There were no security guards to impede his progress through the facility, because the walls were equipped with biogenic sensors that recognized his DNA. As he approached each door along the way, the sensors confirmed his identity and automatically opened the doors as he neared them. Within a few minutes he was at the Administrator’s office. He burst through the door.
“Administrator Field,” he said breathlessly, “we must initiate a Program-wide alert immediately.”
“Agent Delta Nineteen?” said Field, a look of confusion on his face. “Ben – you’re alive?”
“Yes – I only went dark a few weeks ago. You’d presumed me dead already?”
“No, Ben. You’ve been gone for three years. We thought you were lost. There was a funeral.”
“Three years? What year is it?”
“It’s 2092. You haven’t been seen since 2089.”
“What are you talking about?” said Ben. “I left for Lunatropolis about four months ago, in June of 2092. I followed a lead that led me to Borneo, and I checked in from there three months ago. Then I was in Nepal, and that’s when I was taken to Anxeliss.”
“Ben, you were lost three years ago on a mission in Lunatropolis. We sent two teams to the moon looking for you. We never found your body. No one has seen you since that day in 2089 when you took the assignment. Your last check-in was April 16th, 2089. And what is Anxeliss?”
Ben plopped down into a chair near Field’s desk. “This doesn’t make any sense.” He pondered for a moment, piecing things together. “Sir, the Anxeliss are the people who abducted me on the Lunar mission.
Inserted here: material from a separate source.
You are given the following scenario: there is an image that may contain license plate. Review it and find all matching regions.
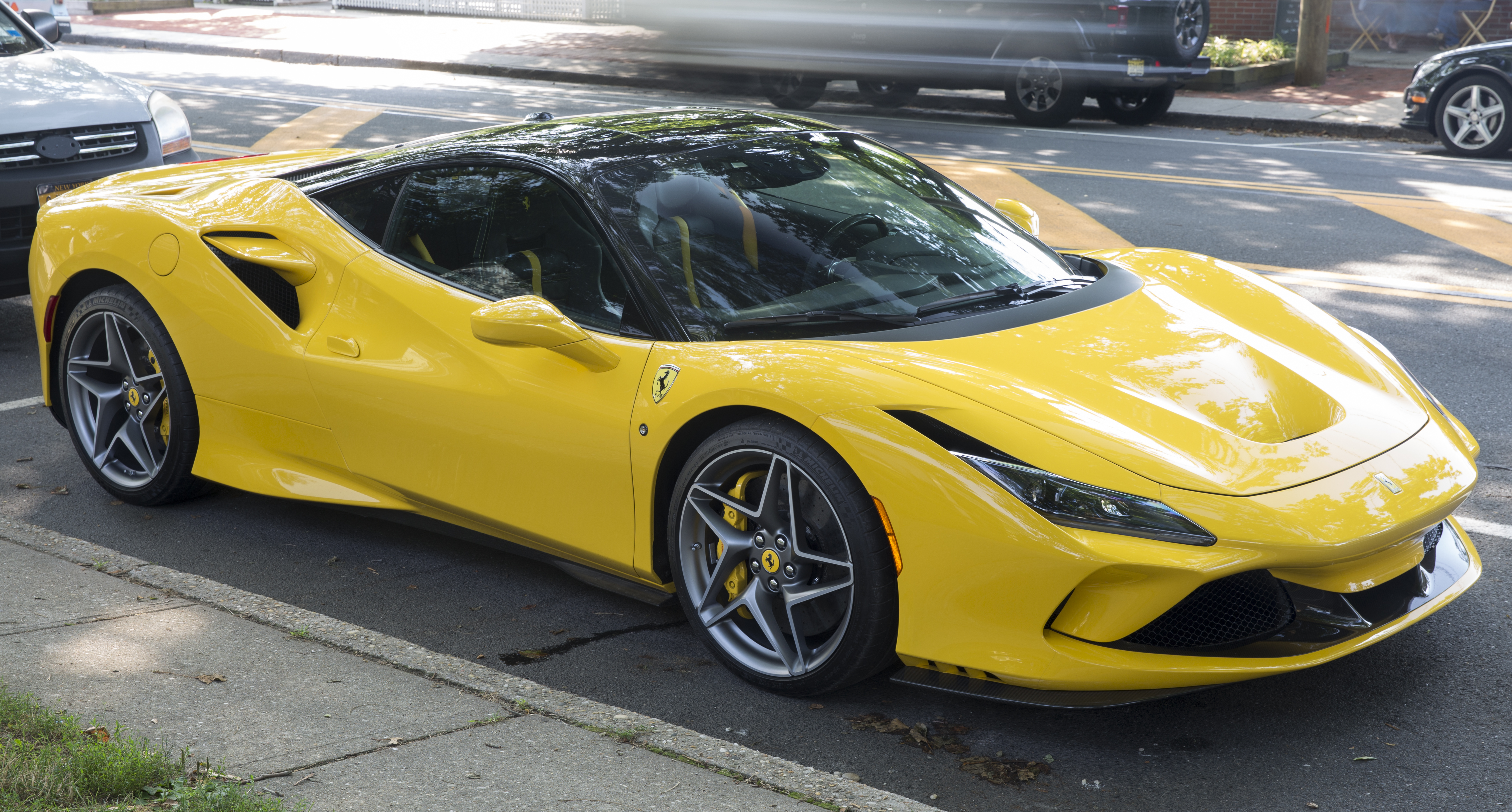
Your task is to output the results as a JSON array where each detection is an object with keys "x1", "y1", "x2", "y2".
[{"x1": 36, "y1": 180, "x2": 94, "y2": 206}]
It appears that they’ve held me for the last three years, filling my head with false memories. But I have escaped them. And they are on their way here right now to try to destroy the Establishment and take over the whole Solar System.”
“Normally you’d undergo an extensive debriefing,” said Field. “But under the circumstances, it seems there is some urgency that requires your debriefing be put off. I want you in a consultation position for this, Ben. I’ll form a team, and I want you to create a protocol to deal with the threat. I’ll initiate an alert immediately.”
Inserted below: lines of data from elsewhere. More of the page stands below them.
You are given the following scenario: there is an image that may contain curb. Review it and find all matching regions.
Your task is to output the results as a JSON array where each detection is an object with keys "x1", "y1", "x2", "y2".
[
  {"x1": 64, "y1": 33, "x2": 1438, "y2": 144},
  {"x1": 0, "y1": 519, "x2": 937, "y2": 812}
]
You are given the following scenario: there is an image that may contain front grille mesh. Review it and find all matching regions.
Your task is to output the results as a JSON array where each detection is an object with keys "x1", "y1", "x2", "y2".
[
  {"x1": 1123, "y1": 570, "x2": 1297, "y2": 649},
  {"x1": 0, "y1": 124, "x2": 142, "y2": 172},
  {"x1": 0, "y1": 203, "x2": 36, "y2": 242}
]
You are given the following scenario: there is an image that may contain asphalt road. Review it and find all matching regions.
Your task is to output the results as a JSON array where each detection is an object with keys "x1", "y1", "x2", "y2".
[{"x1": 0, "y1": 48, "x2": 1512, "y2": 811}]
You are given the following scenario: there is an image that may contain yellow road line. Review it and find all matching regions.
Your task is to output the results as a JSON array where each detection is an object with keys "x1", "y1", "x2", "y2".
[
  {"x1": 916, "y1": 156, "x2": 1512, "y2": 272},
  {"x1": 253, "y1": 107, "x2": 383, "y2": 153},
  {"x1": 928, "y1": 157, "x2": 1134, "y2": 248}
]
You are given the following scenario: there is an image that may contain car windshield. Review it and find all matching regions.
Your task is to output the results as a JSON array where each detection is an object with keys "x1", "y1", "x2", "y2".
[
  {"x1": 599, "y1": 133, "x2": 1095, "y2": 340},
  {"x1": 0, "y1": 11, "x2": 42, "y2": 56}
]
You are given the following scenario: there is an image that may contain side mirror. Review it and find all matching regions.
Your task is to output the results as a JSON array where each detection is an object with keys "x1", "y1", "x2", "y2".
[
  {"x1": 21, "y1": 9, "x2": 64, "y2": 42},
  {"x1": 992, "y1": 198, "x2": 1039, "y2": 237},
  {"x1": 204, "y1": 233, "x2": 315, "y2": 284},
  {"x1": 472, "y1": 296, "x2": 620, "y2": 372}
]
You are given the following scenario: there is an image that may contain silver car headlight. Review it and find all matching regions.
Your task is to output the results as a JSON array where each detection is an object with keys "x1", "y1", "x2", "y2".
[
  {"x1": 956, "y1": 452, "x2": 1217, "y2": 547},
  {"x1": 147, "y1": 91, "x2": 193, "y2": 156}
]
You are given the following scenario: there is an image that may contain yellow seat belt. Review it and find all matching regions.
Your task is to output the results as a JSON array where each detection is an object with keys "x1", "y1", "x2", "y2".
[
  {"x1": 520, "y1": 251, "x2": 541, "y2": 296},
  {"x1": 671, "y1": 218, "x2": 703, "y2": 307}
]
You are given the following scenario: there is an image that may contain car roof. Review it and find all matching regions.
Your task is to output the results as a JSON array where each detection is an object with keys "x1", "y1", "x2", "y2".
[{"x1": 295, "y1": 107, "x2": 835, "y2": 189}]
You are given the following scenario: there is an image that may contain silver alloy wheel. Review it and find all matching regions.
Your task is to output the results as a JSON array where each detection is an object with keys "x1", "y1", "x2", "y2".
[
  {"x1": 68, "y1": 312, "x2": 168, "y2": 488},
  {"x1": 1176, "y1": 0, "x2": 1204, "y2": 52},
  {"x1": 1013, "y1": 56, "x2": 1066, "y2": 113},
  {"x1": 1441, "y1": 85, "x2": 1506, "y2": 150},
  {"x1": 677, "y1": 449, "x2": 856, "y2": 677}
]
“Consultation? I should be heading this thing up,” said Ben.
“Not when you’ve been missing for three years, Ben. You know how this works. You should be in a small room with a counselor and a couch, but we need you active right now. However, you can’t take lead, not after three years in captivity, especially considering the mental reconditioning you claim they’ve been doing to you. Now get moving.”
Ben stood and headed out. He found his way to his old office. The door opened for him as it had in the past, reading his DNA. The lights came on, and he smelled the musty, stale smell of three years of disuse.
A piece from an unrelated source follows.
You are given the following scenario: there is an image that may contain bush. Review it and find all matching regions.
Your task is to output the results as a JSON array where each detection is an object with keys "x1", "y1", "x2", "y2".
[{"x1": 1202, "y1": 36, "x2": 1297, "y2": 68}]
Strange, if they’d filed me as dead, I’d think they’d have deactivated me by now – wiped my DNA from the system registry, and emptied this office.
His things were exactly where he’d left them all that time before. On his desk, a small holograph of Olivia sat beside his terminal screen. He turned on the hardware and entered his password, then used the neuro-retinal control to bring up several scenario processing algorithms. While he frantically worked to devise countermeasures to the expected Anxeliss incursion, Field’s face appeared in a new screen to the left of his virtual workspace.
“Ben, I’ve received only four responses to the alert so far. Those four are going to have to be the team.”
“Understood. What’s their ETA?”
“They can all be here in under thirty minutes. All except one, who is on the moon. She’ll be here in about an hour.”
“Alright, thanks. Send them here to my office.”
“Got it. I’m initiating Protocol Seven. I’ll be at Establishment H-Q in Washington to provide personal protection to the System President. Contact me there in one hour with an update.”
Ben returned to running his scenarios. He let the hardware compute some probabilities based on the data he’d supplied, and decided on a priority action plan.